Bersikap sewenang-wenang terhadap sesama. Tidak menghormati dan menghargai hak orang lain. SARA berpotensi memecah belah masyarakat yang bersifat majemuk seperti di NTT.
SARA juga merupakan akronim dari Suku Ras Agama dan Antar golongan. SARA pandangan ataupun tindakan yang didasari dengan pikiran sentimen mengenai identitas diri yang menyangkut keturunan, kebangsaan atau kesukuan dan golongan. Yang digolongkan sebagai sebuah tindakan SARA segala macam bentuk tindakan baik itu verbal maupun nonverbal yang didasarkan pada pandangan sentimen tentang identitas diri atau golongan.
SARA dapat digolongkan menjadi beberapa kategori, Pertama, Individual. Di mana tindakan SARA dilakukan oleh individu atau golongan dengan tindakan yang bersifat menyerang, melecehkan, mendiskriminasi, atau menghina golongan lainnya. Kedua, Institusional.

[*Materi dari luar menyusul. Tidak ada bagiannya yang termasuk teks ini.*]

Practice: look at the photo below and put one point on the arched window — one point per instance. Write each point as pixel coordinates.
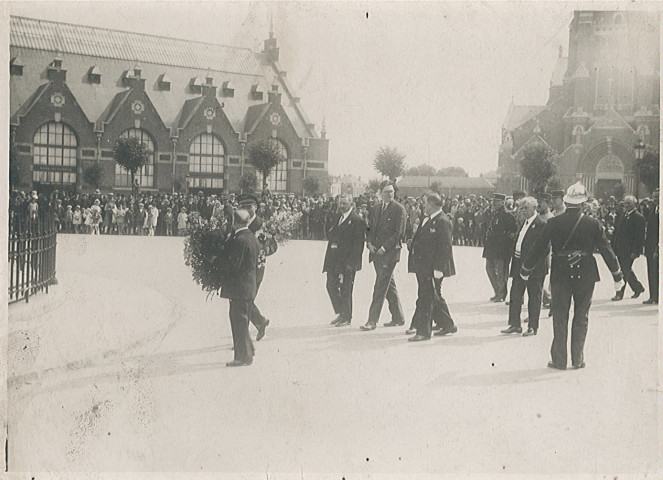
(278, 179)
(146, 174)
(55, 151)
(206, 162)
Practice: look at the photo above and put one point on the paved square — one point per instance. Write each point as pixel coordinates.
(122, 368)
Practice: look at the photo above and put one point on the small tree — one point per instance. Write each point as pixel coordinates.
(264, 155)
(422, 170)
(93, 175)
(452, 172)
(248, 182)
(649, 169)
(131, 155)
(311, 185)
(537, 166)
(389, 162)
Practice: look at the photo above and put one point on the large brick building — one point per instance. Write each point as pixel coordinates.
(74, 90)
(603, 98)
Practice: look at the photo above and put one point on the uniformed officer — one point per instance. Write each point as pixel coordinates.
(574, 238)
(500, 237)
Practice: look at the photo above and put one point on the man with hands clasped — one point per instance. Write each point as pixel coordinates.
(431, 259)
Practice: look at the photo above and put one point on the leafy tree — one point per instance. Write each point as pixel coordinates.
(422, 170)
(264, 155)
(93, 175)
(248, 182)
(311, 185)
(649, 168)
(389, 162)
(452, 172)
(373, 185)
(537, 166)
(131, 155)
(14, 169)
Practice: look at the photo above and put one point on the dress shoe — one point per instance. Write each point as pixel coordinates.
(261, 331)
(446, 331)
(552, 365)
(394, 323)
(418, 338)
(512, 329)
(238, 363)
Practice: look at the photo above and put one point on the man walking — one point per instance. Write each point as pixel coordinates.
(628, 242)
(498, 245)
(529, 233)
(431, 259)
(385, 233)
(574, 238)
(240, 288)
(651, 249)
(343, 259)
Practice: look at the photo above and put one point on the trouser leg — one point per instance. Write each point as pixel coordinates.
(582, 300)
(562, 294)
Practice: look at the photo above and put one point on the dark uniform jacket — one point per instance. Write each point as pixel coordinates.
(242, 251)
(431, 247)
(629, 235)
(346, 244)
(533, 233)
(588, 237)
(500, 235)
(387, 229)
(651, 239)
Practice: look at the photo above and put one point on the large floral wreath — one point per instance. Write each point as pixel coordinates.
(205, 246)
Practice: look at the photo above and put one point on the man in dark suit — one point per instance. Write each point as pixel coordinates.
(240, 289)
(628, 242)
(498, 245)
(574, 237)
(249, 203)
(651, 249)
(528, 234)
(431, 259)
(385, 233)
(343, 258)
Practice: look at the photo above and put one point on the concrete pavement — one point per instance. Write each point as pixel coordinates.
(122, 368)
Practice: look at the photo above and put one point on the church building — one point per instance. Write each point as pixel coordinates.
(74, 90)
(603, 100)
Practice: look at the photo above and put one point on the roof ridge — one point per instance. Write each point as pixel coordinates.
(131, 33)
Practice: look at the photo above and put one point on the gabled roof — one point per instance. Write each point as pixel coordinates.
(611, 120)
(445, 182)
(559, 72)
(519, 114)
(129, 46)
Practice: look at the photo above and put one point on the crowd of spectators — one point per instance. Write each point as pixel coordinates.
(170, 214)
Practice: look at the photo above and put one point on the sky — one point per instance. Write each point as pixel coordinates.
(433, 79)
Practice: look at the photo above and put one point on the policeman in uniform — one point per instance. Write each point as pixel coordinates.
(574, 238)
(500, 237)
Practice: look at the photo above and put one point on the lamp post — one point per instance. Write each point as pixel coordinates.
(639, 150)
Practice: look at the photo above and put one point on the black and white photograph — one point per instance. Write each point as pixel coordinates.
(344, 240)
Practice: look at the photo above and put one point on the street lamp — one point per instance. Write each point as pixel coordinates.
(639, 150)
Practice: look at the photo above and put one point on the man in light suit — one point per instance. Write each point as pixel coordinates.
(431, 259)
(527, 236)
(240, 289)
(386, 229)
(343, 258)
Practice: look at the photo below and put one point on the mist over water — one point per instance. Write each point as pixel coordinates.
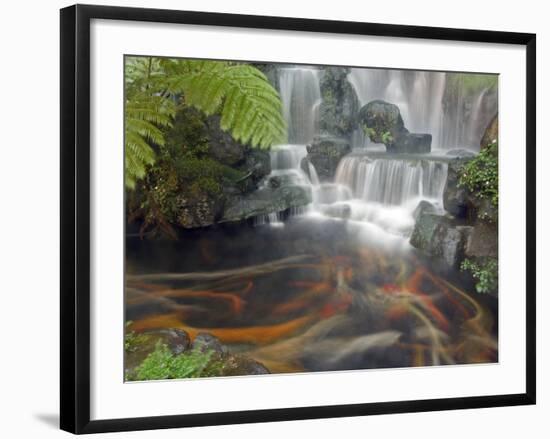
(336, 285)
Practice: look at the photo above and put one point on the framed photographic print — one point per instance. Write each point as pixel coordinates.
(284, 218)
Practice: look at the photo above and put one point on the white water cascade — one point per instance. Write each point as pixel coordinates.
(301, 97)
(374, 192)
(428, 104)
(392, 181)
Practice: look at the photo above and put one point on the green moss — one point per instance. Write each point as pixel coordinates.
(470, 83)
(132, 340)
(485, 273)
(480, 175)
(162, 364)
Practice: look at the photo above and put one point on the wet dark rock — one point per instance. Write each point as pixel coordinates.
(324, 154)
(413, 143)
(462, 203)
(440, 237)
(382, 122)
(339, 105)
(222, 146)
(482, 241)
(266, 200)
(460, 153)
(456, 199)
(238, 365)
(198, 210)
(258, 164)
(205, 342)
(422, 208)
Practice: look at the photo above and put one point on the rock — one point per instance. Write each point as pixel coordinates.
(382, 123)
(482, 241)
(460, 153)
(438, 236)
(274, 182)
(205, 342)
(176, 340)
(412, 143)
(329, 193)
(462, 203)
(266, 200)
(258, 163)
(423, 207)
(491, 133)
(198, 210)
(222, 146)
(456, 200)
(339, 105)
(239, 365)
(324, 154)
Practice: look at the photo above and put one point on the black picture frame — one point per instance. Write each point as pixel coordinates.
(75, 217)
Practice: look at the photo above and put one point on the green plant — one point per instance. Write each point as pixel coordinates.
(162, 364)
(387, 137)
(250, 108)
(480, 175)
(472, 83)
(485, 273)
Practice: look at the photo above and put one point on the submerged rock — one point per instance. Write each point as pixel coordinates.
(324, 154)
(339, 103)
(205, 342)
(382, 122)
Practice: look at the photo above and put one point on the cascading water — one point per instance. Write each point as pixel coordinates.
(430, 102)
(377, 191)
(392, 181)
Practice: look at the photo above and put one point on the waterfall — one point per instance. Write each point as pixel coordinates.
(377, 192)
(392, 181)
(301, 97)
(429, 103)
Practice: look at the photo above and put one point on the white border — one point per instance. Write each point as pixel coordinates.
(111, 398)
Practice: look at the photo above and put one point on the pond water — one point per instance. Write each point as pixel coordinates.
(313, 295)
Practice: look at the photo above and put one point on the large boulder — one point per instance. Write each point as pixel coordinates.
(456, 199)
(382, 123)
(266, 200)
(339, 105)
(257, 164)
(324, 154)
(440, 237)
(460, 202)
(197, 209)
(482, 241)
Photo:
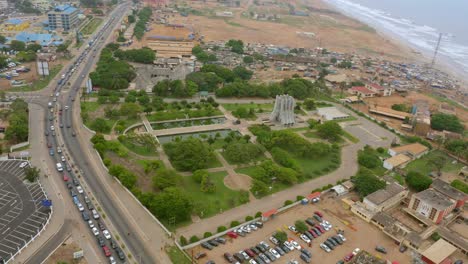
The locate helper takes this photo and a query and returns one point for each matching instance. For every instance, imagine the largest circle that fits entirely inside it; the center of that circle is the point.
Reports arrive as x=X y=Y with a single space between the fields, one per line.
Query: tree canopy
x=366 y=182
x=189 y=154
x=441 y=121
x=417 y=181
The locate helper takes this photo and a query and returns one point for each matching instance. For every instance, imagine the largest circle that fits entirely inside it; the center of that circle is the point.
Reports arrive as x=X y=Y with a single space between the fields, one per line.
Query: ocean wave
x=420 y=37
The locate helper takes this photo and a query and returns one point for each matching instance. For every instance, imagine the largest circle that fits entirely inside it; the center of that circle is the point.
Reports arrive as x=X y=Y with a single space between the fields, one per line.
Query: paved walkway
x=347 y=169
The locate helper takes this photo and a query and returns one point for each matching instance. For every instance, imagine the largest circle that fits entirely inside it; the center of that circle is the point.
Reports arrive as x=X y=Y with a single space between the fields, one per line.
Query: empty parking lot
x=22 y=214
x=359 y=234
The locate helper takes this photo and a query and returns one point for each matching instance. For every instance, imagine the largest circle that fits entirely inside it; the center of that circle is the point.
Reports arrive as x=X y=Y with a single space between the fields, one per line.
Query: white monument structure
x=283 y=110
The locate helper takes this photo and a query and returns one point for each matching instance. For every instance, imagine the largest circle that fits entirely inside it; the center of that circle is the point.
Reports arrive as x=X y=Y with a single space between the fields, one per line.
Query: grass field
x=422 y=165
x=177 y=256
x=39 y=84
x=91 y=26
x=208 y=204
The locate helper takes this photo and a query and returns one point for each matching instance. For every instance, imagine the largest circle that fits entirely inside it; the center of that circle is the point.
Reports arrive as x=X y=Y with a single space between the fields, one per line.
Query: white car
x=274 y=240
x=305 y=238
x=106 y=234
x=324 y=247
x=265 y=244
x=244 y=255
x=95 y=231
x=275 y=253
x=288 y=245
x=95 y=214
x=342 y=237
x=295 y=244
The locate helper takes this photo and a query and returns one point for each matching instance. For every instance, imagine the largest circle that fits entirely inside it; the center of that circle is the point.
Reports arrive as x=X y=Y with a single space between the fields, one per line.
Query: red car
x=106 y=251
x=232 y=234
x=348 y=257
x=313 y=233
x=319 y=227
x=250 y=253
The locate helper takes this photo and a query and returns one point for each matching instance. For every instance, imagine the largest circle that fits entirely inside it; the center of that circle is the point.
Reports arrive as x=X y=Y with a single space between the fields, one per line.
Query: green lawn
x=177 y=256
x=89 y=106
x=350 y=137
x=91 y=26
x=252 y=172
x=209 y=204
x=257 y=107
x=258 y=159
x=421 y=165
x=137 y=148
x=39 y=84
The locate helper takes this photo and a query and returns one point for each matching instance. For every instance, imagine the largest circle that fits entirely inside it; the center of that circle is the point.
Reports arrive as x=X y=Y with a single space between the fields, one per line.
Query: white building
x=331 y=113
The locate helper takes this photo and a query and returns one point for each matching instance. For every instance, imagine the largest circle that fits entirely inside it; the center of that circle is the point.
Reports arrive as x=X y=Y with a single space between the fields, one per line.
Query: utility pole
x=436 y=50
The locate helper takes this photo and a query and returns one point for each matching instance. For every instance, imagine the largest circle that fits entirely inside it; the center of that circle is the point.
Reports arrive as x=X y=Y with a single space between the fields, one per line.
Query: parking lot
x=357 y=232
x=22 y=214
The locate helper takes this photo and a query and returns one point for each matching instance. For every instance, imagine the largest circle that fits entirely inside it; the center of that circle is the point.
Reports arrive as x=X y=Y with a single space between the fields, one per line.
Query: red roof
x=376 y=86
x=362 y=89
x=270 y=213
x=313 y=195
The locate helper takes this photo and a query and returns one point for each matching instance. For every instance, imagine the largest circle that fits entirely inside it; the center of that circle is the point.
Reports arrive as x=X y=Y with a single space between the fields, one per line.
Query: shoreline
x=443 y=63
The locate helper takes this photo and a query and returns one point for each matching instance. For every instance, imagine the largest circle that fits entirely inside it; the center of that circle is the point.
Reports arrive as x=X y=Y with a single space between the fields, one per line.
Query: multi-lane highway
x=68 y=134
x=65 y=126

Tindakan ini merupakan tindakan yang dilakukan oleh institusi atau pemerintah melalui aturan atau kebijakan yang bersifat diskriminatif bagi suatu golongan. Ketiga, Kultural. SARA yang dikatagorikan di sini adalah tindakan penyebaran tradisi atau ide-ide yang bersifat diskriminatif antar golongan.

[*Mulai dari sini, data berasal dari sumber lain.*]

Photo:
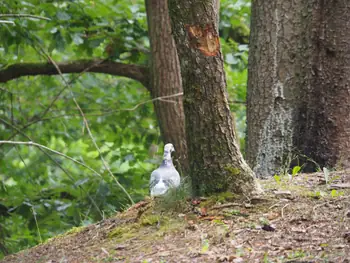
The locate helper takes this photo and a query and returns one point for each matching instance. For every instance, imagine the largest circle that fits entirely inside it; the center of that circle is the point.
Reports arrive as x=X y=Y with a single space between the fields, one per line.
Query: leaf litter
x=305 y=219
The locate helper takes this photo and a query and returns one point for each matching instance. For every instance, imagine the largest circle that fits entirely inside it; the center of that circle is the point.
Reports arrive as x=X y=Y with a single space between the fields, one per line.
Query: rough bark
x=135 y=72
x=298 y=84
x=216 y=164
x=165 y=80
x=271 y=85
x=324 y=111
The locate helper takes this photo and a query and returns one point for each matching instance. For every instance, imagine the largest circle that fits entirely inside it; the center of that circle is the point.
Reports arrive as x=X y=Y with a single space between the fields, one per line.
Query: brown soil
x=301 y=220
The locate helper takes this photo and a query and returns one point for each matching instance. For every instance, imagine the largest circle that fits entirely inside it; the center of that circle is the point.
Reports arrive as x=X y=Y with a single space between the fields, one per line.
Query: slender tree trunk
x=216 y=164
x=298 y=84
x=166 y=80
x=271 y=95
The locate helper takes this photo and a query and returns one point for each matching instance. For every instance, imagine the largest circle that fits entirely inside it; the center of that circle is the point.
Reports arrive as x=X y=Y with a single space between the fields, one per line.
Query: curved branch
x=136 y=72
x=25 y=15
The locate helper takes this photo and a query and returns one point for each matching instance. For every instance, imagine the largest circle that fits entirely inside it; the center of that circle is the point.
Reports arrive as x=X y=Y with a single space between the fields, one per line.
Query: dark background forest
x=43 y=194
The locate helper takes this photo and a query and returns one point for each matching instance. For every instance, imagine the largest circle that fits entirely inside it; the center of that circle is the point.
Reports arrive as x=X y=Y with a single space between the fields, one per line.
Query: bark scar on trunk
x=204 y=39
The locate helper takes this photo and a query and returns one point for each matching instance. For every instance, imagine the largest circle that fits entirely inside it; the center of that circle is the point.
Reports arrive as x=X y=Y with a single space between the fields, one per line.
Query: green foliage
x=42 y=194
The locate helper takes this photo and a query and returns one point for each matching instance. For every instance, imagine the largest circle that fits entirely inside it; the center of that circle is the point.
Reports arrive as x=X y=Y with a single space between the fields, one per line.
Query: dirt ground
x=299 y=219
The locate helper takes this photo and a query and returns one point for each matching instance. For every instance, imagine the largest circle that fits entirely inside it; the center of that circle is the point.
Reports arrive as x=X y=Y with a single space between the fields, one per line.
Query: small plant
x=296 y=170
x=335 y=193
x=326 y=174
x=277 y=178
x=205 y=245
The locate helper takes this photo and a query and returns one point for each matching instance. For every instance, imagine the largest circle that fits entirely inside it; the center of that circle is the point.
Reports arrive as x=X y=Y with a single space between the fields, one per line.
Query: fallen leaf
x=269 y=228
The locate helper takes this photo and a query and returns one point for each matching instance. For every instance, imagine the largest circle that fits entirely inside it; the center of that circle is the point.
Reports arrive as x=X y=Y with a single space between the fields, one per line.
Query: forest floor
x=300 y=220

Dampak dari pernyataan ibu Rambu Keleri Emu ini juga bisa konflik antar golongan yang dapat menimbulkan kebencian dan berujung pada perpecahan.
Saya mengambil Contohnya pada kasus konflik Tragedi Sampit yang terjadi pada 2001 silam. Konflik ini terjadi antara Suku Dayak dan Suku Madura di mana SARA adalah biang dari masalahnya.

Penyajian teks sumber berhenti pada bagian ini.